About reflinks
Copy-on-Write filesystems have the nice property that it is possible (not to say easy) to “clone” files in \(\mathcal{O}(1)\), as opposed to the classical \(\mathcal{O}(n)\), by having the new file refer to the old blocks, and copying (possibly) changed blocks (as opposed to changing the original blocks, as a hard link would do). This both saves time and space, and can be very beneficial in a lot of situations.
Since in Linux the FICLONE system call was standardised, the use of reflink cloning files now became filesystem agnostic. Currently supporting filesystems include btrfs, XFS, and OCFS2.
The (currently) sad part of the story is language support; Pythons
shutil.copyfile
call
does not (yet) make use of this new system call 1.
Hereby, I introduce a reflink library for Python,
which uses cffi
to make the system call:
from reflink import reflink
reflink("large_file.img", "copy_of_file.img")
I hope someone finds this to be useful, and that it may gain ReFS and APFS support one day.

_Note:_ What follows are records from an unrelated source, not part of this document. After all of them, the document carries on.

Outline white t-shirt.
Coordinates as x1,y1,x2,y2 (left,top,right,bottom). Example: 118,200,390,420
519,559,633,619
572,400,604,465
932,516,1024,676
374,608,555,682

In the future, I would also like to incorporate the FICLONE_RANGE call, which “clones” a range of blocks, instead of a whole file.
-
Please note that it will be improbable for Python to change their
shutil.copyfile
routine to actually use FICLONE, as this would change the semantics of the call. One might be writing an application that’s supposed to make a backup (against corruption) of a file, while the call actually wouldn’t make a security copy. ↩